Central to developing strategic communications functions within any institution is the
development and entrenching of a consistent, core narrative. In the first instance, the
audience for this agreed narrative is internal, helping unite the institution around a core
vision. Senior leadership buy-in to this is key. In the Syrian context, the external audience
must then be segmented into numerous target audiences, including the Syrian regime and
regime-supporters, the international community, in-country opposition, extremist groups, the
general population inside Syria, and refugee and diaspora communities – to distinguish
differing attitudes and behaviours, as well as their underpinning drivers/motivators, identify
desired outcomes and opportunities for influence, and from that, tailor and deliver effective
messaging as appropriate. All of these groups require further subdivision to target optimally.
Development of a core Syrian opposition narrative was initiated at an ARK-run workshop in
July 2013, in collaboration with HMG, for political figures from the NC and media offices
affiliated to Syrian opposition institutions. The workshop, which primarily aimed to facilitate
the start of the development of a core narrative, was closed by FCO Minister Burt and well
received. Subsequently, anecdotal monitoring of perceptions both internationally and in Syria
noted that the opposition narrative showed indications of improved unity.

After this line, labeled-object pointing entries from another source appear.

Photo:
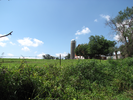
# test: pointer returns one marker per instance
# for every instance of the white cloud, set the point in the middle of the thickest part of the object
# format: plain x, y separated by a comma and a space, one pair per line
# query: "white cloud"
25, 49
40, 55
3, 39
35, 52
28, 42
77, 37
12, 43
95, 20
85, 30
2, 44
62, 54
9, 54
107, 17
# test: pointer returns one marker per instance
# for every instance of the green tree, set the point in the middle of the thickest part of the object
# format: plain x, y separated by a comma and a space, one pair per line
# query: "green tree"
98, 45
122, 25
114, 49
81, 50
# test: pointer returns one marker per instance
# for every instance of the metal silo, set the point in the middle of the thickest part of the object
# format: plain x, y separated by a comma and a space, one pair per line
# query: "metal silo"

Crucially, this initial phase was then built upon; HMG subsequently awarded ARK funding for
further workshops focused on technical press office and media handling skills, providing
valuable opportunities for further engagement and entrenchment of strategic
communications functions. As a result of the training and strong relationships, the opposition
also formally requested media advice from a number of ARK staff members. ARK
communications experts were therefore able to work closely with the NC media office and
HMG communications advisor to develop a core narrative based on workshop outputs for
NC Political Committee approval. Complementing these efforts, ARK’s senior Syrian staff
routinely work with leading members of the political opposition as part of their day-to-day
roles, acting as a bridge between external representatives and grassroots activists inside
Syria to guide political responses and strategic communications. They have accompanied
senior figures on international trips to provide communications advice (including at GII).
To develop this further, ARK would conduct a formal baseline survey of Syrian attitudes
towards the institution in question, utilising its majority Syrian communications capability,
well-networked research and analysis team and its strong, trust-based relationships with
Syrian opposition figures and organisations. Results would be communicated to
stakeholders and interventions designed accordingly in partnership with all stakeholders.
These would likely cover both strategic and operational aspects including: establishing a
clear internal information flow (including editorial meetings, media grids and messaging
priorities) to ensure messages are constantly aligned; assist in developing unambiguous
strategic communications responsibilities; synchronisation/coordination of messages with
other institutions; branding exercises; crisis communications training; creation/augmentation
of social and digital media; internal media monitoring and analysis training (or out-sourced
support) to assess and improve impact of communications and understand and counter
competitor narratives; production support; training on keeping a story in the public eye
(including through full use of multi-media platforms, angles and the news cycle); and
mentoring of key spokespeople and leadership.